Но сразу 'Здрассти, мистер Аткинс', когда слыхать литавров звон'.
Оркестр заиграл, ребята, пора! Вовсю литавров звон!
И сразу 'Здрассти, мистер Аткинс' — когда вовсю литавров звон!
Зашёл я как-то раз в театр (Почти что трезвым был!) —
Гражданских — вовсе пьяных — швейцар в партер пустил,
Меня же послал на галёрку, туда, где все стоят!
Но если, черт возьми, война — так сразу в первый ряд!
Конечно, Томми, такой-сякой, за дверью подождёт!
Но поезд готов для Аткинса, когда пора в поход!
Пора в поход! Ребята, пора! Труба зовёт в поход!
И поезд подан для Аткинса, когда пора в поход!
Конечно, презирать мундир, который хранит ваш сон,
Стоит не больше, чем сам мундир (ни хрена ведь не стоит он!).
Смеяться над манерами подвыпивших солдат —
Не то, что в полной выкладке тащиться на парад!
Да, Томми такой, Томми сякой, да и что он делает тут?
Но сразу 'Ура героям', когда барабаны бьют!
Барабаны бьют, ребята, пора!
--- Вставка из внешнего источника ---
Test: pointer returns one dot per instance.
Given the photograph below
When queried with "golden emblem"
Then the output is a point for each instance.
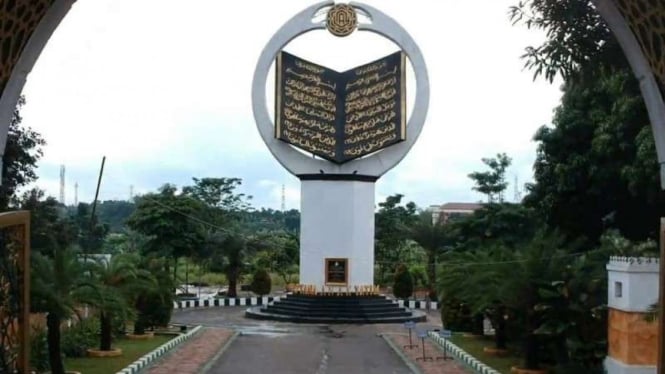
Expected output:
(342, 20)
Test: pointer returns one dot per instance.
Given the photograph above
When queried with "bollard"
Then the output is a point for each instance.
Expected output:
(445, 334)
(410, 325)
(423, 334)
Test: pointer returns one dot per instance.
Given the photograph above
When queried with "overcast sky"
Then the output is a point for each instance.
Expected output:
(163, 90)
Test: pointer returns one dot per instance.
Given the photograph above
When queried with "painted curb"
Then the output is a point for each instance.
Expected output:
(468, 360)
(219, 353)
(414, 368)
(265, 300)
(143, 362)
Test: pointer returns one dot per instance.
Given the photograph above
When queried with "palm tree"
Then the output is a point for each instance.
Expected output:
(502, 281)
(59, 285)
(120, 282)
(432, 237)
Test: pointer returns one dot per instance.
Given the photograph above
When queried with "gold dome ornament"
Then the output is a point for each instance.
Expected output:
(341, 20)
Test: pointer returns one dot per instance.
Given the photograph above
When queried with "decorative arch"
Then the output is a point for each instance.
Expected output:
(639, 25)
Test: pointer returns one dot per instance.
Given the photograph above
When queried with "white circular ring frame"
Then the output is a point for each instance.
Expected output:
(375, 165)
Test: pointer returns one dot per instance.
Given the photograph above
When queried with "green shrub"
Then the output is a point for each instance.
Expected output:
(419, 275)
(403, 286)
(457, 316)
(154, 310)
(39, 359)
(79, 337)
(214, 279)
(261, 282)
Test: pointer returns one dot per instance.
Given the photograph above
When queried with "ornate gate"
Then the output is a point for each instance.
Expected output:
(14, 291)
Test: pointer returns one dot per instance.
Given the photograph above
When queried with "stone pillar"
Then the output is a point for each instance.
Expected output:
(632, 342)
(337, 221)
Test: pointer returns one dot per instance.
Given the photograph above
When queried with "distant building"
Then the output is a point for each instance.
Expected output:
(449, 211)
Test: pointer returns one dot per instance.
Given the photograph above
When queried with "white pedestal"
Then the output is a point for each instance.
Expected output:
(336, 221)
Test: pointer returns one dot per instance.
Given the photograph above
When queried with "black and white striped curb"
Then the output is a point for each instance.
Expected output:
(417, 304)
(253, 301)
(461, 355)
(211, 302)
(143, 362)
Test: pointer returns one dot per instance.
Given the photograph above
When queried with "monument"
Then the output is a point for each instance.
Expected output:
(339, 132)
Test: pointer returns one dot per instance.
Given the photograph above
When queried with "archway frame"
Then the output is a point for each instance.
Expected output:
(608, 9)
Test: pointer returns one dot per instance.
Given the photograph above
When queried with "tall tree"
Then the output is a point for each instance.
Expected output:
(433, 237)
(596, 166)
(59, 285)
(22, 152)
(169, 221)
(218, 193)
(577, 39)
(493, 182)
(392, 225)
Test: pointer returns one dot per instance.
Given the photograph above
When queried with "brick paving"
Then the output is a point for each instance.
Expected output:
(191, 355)
(399, 336)
(431, 350)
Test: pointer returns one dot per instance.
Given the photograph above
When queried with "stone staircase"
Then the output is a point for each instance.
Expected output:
(335, 309)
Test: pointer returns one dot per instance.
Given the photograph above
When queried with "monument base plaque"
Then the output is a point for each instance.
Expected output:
(337, 223)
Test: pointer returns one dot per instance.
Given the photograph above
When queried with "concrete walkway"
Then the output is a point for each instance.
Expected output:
(194, 354)
(327, 349)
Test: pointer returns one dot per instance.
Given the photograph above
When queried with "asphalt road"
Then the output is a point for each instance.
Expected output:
(284, 348)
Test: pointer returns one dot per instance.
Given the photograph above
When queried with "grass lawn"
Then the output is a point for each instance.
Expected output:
(474, 346)
(131, 351)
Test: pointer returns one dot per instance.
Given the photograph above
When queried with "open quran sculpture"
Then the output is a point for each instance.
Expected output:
(340, 116)
(338, 132)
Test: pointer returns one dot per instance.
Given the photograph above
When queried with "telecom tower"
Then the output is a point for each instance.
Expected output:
(518, 193)
(283, 199)
(62, 184)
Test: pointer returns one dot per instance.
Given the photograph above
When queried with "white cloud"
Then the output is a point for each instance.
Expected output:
(163, 90)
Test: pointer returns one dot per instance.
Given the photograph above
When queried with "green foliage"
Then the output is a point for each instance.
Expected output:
(493, 182)
(39, 357)
(58, 285)
(165, 219)
(433, 237)
(577, 38)
(218, 193)
(272, 220)
(120, 281)
(403, 286)
(419, 275)
(614, 244)
(114, 213)
(79, 337)
(596, 167)
(49, 228)
(154, 303)
(455, 315)
(261, 282)
(494, 224)
(23, 150)
(392, 228)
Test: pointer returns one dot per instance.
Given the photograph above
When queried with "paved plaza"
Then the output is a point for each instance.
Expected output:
(286, 348)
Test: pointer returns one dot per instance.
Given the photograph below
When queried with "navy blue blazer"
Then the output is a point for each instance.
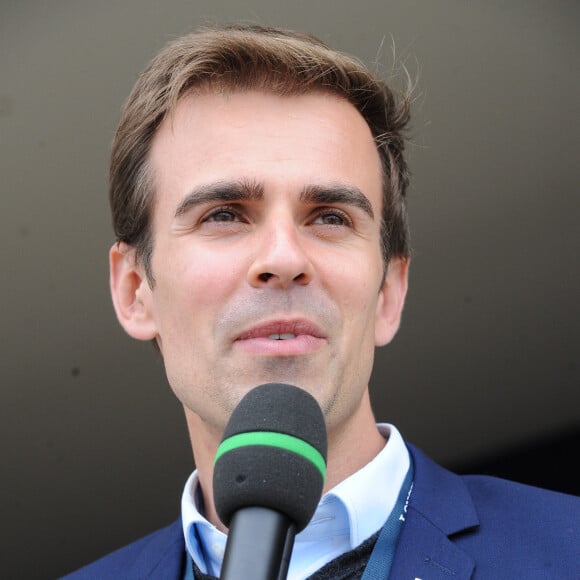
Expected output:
(457, 528)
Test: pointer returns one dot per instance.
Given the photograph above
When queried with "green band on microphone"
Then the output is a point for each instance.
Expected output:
(273, 439)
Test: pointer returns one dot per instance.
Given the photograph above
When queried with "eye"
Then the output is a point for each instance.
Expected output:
(222, 214)
(332, 217)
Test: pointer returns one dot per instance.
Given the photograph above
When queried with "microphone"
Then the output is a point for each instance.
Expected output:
(269, 472)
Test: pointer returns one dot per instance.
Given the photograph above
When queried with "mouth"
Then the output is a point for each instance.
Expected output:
(282, 337)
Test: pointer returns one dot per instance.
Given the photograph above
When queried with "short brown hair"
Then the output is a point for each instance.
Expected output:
(244, 57)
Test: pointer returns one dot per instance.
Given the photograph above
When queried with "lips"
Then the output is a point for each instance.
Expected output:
(282, 338)
(282, 330)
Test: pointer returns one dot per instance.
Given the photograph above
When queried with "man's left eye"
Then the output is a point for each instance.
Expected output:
(222, 215)
(332, 218)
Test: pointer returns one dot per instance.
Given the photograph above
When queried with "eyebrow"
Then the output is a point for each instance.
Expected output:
(224, 191)
(339, 193)
(245, 190)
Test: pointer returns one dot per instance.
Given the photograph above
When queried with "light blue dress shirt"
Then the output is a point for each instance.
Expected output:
(346, 516)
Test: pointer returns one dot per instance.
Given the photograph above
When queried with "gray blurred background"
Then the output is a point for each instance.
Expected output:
(484, 373)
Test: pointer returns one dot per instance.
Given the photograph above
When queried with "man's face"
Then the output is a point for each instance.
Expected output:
(266, 251)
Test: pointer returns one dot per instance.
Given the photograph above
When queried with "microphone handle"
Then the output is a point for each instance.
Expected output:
(259, 545)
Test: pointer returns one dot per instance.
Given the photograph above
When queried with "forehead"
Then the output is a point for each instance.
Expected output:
(278, 141)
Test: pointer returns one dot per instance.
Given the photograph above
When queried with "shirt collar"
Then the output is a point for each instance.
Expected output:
(347, 514)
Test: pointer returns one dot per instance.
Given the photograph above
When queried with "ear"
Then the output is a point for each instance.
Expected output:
(391, 301)
(131, 293)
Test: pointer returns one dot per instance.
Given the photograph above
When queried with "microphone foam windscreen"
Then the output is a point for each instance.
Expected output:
(272, 455)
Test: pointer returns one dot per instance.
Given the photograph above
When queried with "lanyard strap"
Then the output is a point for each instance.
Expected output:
(379, 564)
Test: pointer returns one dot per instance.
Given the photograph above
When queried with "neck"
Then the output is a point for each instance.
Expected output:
(351, 445)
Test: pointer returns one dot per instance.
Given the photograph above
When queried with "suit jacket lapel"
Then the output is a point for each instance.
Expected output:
(162, 557)
(440, 505)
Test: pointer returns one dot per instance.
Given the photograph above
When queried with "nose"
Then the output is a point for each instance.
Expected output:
(281, 259)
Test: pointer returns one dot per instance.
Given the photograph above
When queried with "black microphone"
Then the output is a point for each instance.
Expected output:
(269, 472)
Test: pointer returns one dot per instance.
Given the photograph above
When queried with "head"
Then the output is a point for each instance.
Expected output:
(243, 58)
(258, 194)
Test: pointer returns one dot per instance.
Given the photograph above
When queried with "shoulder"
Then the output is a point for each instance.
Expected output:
(497, 520)
(158, 555)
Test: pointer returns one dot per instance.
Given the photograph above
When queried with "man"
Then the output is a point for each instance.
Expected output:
(258, 197)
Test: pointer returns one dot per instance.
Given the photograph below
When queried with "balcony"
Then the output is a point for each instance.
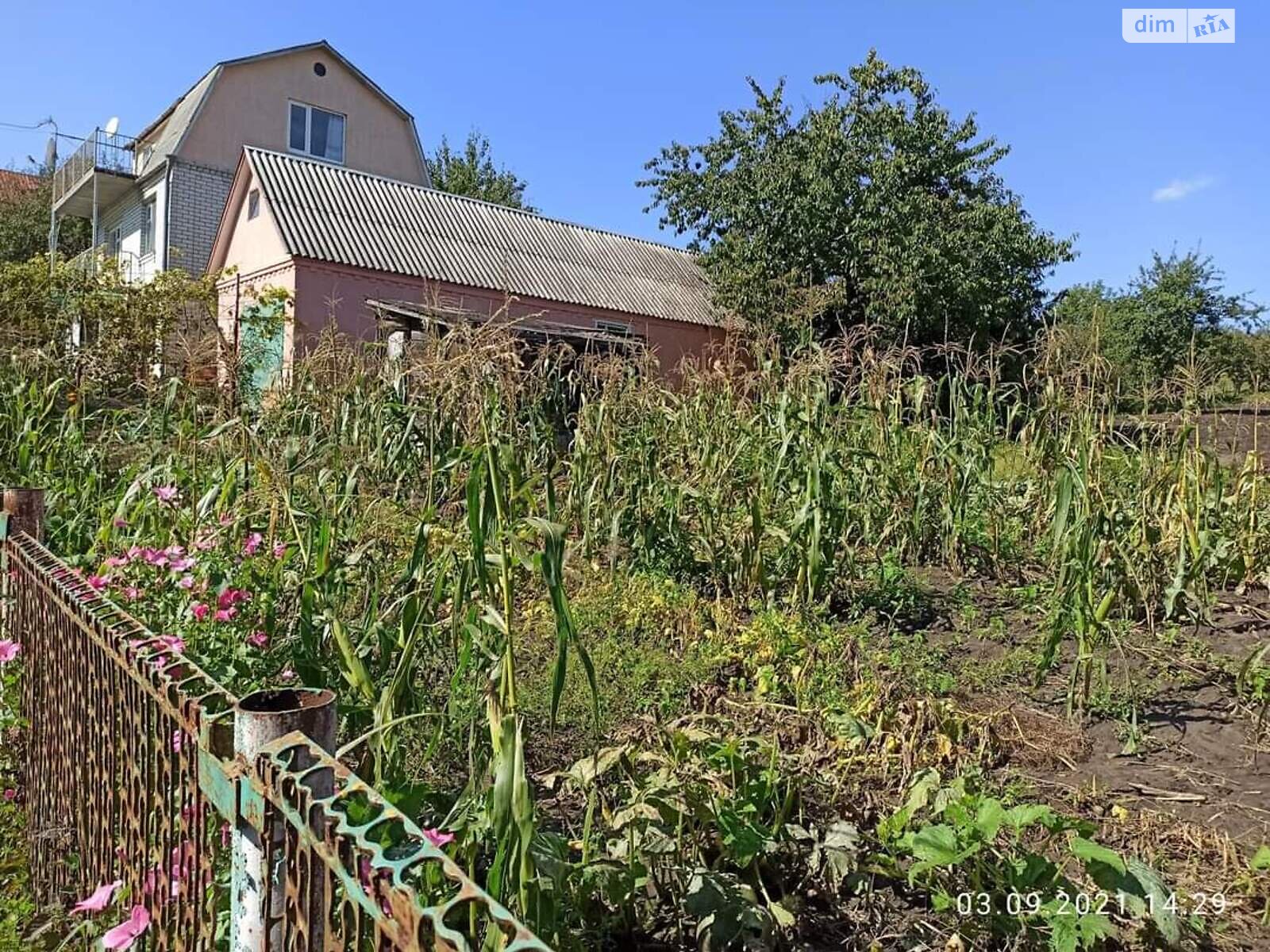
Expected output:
(99, 169)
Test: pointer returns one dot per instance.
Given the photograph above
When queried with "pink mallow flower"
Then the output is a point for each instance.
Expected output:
(438, 838)
(232, 597)
(98, 900)
(127, 932)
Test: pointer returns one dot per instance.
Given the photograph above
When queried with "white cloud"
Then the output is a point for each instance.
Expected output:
(1180, 188)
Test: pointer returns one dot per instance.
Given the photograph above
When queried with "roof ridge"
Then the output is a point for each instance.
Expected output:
(469, 198)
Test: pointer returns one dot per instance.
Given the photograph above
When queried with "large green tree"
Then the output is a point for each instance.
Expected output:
(1174, 308)
(25, 203)
(873, 207)
(471, 171)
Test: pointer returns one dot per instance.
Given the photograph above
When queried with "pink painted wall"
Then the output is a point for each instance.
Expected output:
(325, 292)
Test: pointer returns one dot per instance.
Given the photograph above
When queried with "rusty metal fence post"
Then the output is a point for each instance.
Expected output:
(25, 509)
(140, 767)
(258, 890)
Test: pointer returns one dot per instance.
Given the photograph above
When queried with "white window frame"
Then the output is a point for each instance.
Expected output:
(149, 213)
(309, 122)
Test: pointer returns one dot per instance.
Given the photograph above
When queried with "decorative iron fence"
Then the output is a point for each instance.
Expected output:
(225, 818)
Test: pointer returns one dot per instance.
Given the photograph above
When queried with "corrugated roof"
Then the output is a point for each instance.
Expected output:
(332, 213)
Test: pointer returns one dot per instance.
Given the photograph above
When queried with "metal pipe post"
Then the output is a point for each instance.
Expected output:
(260, 719)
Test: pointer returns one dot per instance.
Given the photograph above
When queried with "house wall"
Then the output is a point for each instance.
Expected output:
(197, 194)
(248, 105)
(254, 244)
(325, 292)
(126, 215)
(237, 292)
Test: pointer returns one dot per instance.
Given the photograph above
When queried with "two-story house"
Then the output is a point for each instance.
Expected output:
(156, 198)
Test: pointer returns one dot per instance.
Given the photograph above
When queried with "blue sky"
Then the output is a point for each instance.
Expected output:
(1130, 148)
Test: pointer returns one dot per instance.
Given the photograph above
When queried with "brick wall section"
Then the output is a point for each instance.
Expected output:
(197, 194)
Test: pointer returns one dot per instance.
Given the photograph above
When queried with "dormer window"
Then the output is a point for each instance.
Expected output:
(317, 132)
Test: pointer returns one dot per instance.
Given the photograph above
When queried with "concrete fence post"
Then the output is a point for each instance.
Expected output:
(260, 719)
(25, 509)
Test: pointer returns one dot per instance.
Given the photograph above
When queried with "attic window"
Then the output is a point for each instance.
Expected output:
(315, 132)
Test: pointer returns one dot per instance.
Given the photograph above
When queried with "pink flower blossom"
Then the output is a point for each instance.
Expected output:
(98, 900)
(438, 838)
(127, 932)
(232, 597)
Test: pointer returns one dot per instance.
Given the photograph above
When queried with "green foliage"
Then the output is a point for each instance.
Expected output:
(473, 171)
(1175, 309)
(1003, 869)
(125, 328)
(25, 221)
(874, 207)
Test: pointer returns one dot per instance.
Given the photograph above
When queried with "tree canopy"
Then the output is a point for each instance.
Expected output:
(876, 206)
(471, 171)
(1149, 329)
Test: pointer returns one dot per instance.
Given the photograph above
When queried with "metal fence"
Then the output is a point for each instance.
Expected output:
(221, 818)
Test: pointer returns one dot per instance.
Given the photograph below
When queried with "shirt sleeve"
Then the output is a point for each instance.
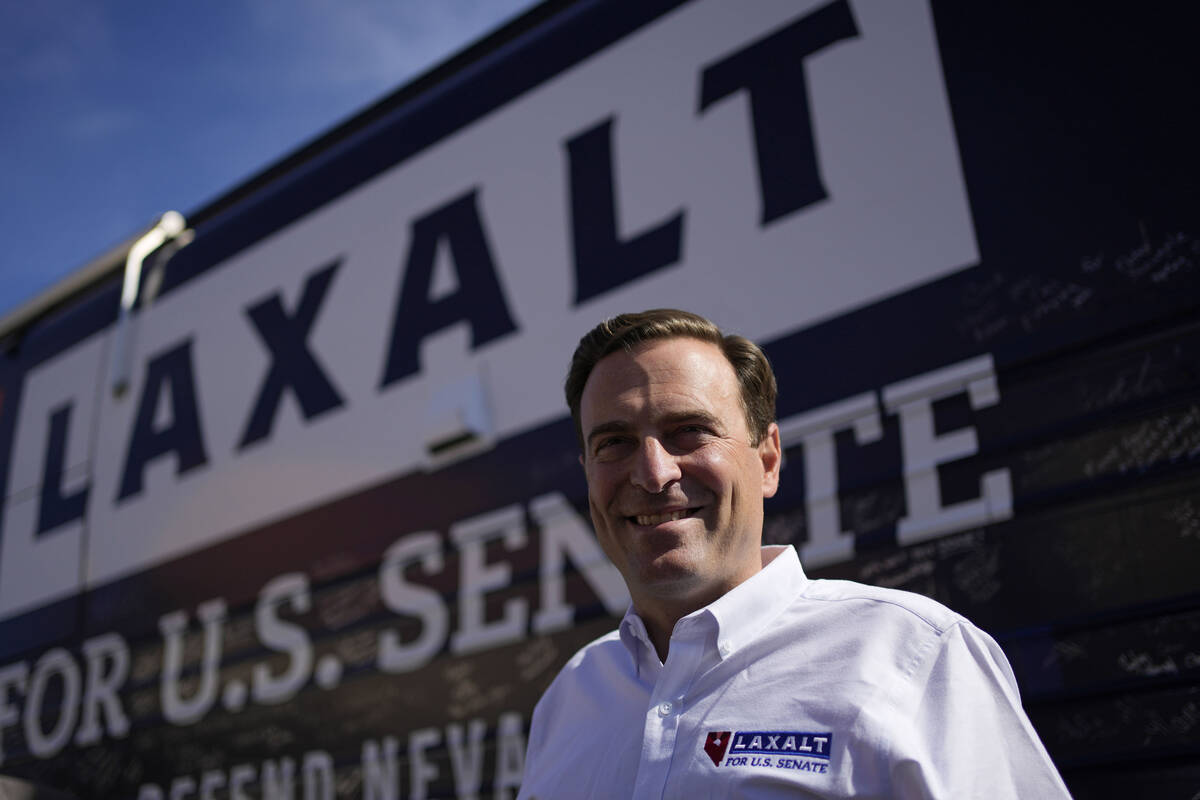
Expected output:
(971, 738)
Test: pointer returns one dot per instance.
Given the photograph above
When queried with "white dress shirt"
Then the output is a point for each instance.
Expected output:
(791, 687)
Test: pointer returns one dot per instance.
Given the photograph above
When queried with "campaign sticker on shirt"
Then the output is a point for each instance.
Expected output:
(799, 750)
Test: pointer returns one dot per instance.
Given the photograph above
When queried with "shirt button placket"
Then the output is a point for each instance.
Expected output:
(664, 717)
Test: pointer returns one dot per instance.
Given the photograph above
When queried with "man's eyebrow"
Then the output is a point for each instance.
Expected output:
(612, 426)
(695, 415)
(673, 417)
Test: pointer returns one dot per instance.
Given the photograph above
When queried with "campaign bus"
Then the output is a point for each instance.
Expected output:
(292, 501)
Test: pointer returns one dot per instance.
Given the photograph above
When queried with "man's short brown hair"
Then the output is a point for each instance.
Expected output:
(627, 331)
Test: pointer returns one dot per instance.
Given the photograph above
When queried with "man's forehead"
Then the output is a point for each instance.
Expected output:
(676, 376)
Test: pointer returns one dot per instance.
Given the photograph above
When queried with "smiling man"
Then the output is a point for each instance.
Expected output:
(733, 674)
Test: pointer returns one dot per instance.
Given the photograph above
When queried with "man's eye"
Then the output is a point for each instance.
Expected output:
(609, 444)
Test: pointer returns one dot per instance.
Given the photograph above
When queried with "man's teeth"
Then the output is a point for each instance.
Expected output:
(659, 518)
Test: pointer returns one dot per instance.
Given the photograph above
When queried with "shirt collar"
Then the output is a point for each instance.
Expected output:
(741, 613)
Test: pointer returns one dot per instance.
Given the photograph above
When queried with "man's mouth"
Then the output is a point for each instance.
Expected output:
(666, 516)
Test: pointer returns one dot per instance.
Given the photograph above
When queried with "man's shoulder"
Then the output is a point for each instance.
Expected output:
(894, 605)
(604, 653)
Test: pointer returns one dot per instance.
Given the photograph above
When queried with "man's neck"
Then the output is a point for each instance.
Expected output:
(660, 614)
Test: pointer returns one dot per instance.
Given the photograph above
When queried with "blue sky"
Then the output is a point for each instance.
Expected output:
(117, 112)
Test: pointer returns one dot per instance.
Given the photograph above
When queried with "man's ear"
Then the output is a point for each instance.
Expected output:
(771, 451)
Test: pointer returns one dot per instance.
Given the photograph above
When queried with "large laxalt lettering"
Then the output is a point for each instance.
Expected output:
(168, 376)
(603, 259)
(293, 365)
(772, 71)
(478, 300)
(57, 509)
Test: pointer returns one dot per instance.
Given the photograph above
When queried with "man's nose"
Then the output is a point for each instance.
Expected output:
(654, 468)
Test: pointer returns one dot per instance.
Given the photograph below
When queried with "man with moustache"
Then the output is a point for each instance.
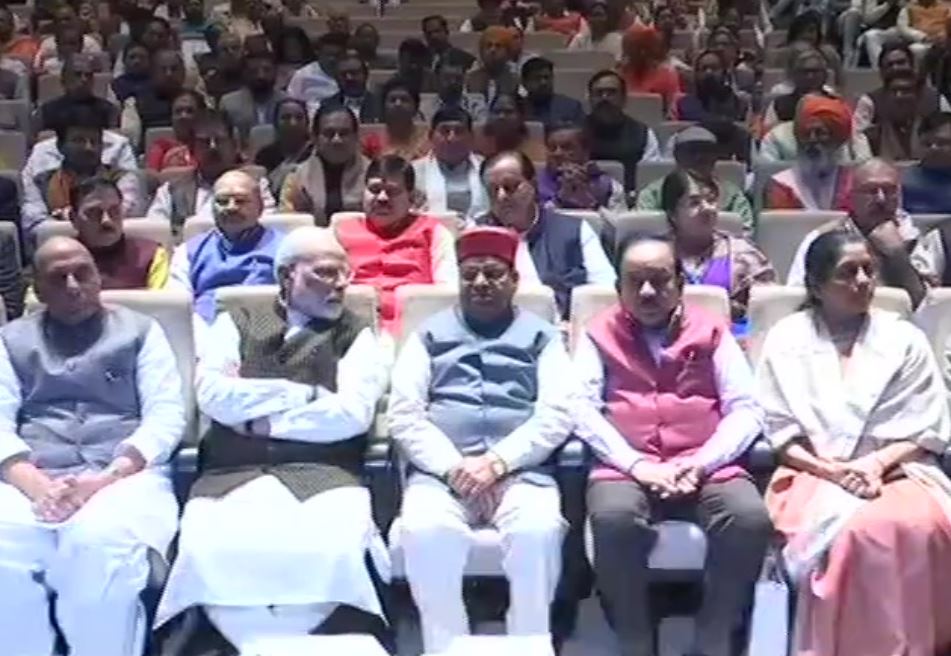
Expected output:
(278, 526)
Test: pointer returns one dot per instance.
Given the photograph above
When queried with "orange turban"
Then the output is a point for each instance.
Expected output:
(835, 113)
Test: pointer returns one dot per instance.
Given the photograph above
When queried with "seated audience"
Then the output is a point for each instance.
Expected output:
(152, 108)
(450, 92)
(467, 472)
(85, 447)
(506, 129)
(926, 187)
(571, 180)
(176, 151)
(254, 104)
(896, 59)
(46, 194)
(556, 17)
(615, 135)
(860, 427)
(333, 178)
(365, 40)
(825, 119)
(77, 79)
(393, 245)
(137, 75)
(710, 256)
(414, 65)
(316, 81)
(123, 262)
(894, 134)
(554, 249)
(643, 68)
(921, 22)
(449, 177)
(300, 459)
(877, 216)
(603, 33)
(191, 194)
(695, 153)
(493, 74)
(436, 34)
(542, 104)
(713, 97)
(238, 251)
(291, 146)
(649, 470)
(352, 75)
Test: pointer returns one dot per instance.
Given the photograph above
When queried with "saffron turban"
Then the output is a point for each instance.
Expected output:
(496, 242)
(835, 113)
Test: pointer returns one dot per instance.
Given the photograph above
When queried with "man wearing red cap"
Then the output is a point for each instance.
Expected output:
(819, 177)
(478, 403)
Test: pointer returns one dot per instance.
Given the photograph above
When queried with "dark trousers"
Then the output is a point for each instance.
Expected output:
(737, 527)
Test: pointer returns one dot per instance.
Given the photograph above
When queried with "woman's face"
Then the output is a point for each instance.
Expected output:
(848, 291)
(184, 110)
(292, 123)
(137, 61)
(695, 216)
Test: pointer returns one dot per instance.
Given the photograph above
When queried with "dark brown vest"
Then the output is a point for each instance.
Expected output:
(228, 459)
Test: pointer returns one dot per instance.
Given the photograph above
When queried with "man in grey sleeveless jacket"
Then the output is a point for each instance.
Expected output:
(90, 407)
(479, 401)
(275, 534)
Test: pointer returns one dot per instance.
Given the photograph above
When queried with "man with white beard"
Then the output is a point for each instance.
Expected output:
(275, 534)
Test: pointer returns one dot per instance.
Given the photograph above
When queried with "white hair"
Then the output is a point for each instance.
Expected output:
(305, 242)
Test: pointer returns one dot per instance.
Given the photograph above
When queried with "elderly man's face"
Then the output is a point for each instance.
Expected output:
(68, 282)
(650, 289)
(487, 286)
(876, 189)
(237, 203)
(315, 285)
(98, 219)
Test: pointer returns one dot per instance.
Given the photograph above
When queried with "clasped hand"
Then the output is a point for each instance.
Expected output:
(668, 479)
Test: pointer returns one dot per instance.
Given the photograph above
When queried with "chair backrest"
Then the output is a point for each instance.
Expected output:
(286, 221)
(770, 303)
(587, 301)
(780, 232)
(419, 302)
(362, 300)
(655, 224)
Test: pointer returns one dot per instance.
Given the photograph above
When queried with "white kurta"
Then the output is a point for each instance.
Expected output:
(258, 546)
(97, 560)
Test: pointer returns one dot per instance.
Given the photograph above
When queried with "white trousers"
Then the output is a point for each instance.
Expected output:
(437, 536)
(96, 563)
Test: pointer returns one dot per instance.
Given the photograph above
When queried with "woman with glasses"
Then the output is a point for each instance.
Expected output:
(392, 244)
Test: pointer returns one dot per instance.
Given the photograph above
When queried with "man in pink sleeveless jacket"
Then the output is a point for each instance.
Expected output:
(668, 407)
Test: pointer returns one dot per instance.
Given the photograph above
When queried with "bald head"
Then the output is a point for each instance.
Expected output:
(876, 191)
(313, 272)
(67, 280)
(237, 203)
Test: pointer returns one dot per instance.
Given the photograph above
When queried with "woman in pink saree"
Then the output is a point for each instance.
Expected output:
(857, 410)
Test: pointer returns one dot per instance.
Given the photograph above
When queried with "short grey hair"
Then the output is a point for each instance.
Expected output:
(304, 242)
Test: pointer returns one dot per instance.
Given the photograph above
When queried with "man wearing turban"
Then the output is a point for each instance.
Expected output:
(479, 402)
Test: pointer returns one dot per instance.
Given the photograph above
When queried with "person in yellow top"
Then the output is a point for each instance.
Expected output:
(124, 262)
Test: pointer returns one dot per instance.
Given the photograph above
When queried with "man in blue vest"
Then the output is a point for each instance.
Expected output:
(90, 408)
(478, 403)
(239, 251)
Вовсю барабаны бьют!
И сразу 'Ура героям!', когда барабаны бьют.
Мы, может, и не герои, но мы ведь и не скоты!
Мы, люди из казармы, ничуть не хуже, чем ты!
И если мы себя порой ведём не лучше всех —
Зачем же святости ждать от солдат, и тем вводить во грех?
'Томми такой, Томми сякой, неважно, подождёт…'
Но: 'Сэр, пожалуйте на фронт', когда война идёт!
Война идёт, ребята, пора, война уже идёт!
И 'Сэр, пожалуйте на фронт', когда война идёт!
Вы всё о кормежке твердите, о школах для наших детей —
Поверьте, проживём мы без этих всех затей!
Конечно, кухня — не пустяк, но нам важней стократ
Знать, что солдатский наш мундир — не шутовской наряд!
Томми такой, Томми сякой, бездельник он и плут,
Но он — 'Спаситель Родины', как только пушки бьют!
Хоть Томми такой, да Томми сякой, и всё в нём не то и не так,
Но Томми знает, что к чему — ведь Томми не дурак
324.
МАНДАЛЕЙ
Смотрит пагода в Мульмейне на залив над ленью дня.
Там девчонка в дальней Бирме, верно, помнит про меня.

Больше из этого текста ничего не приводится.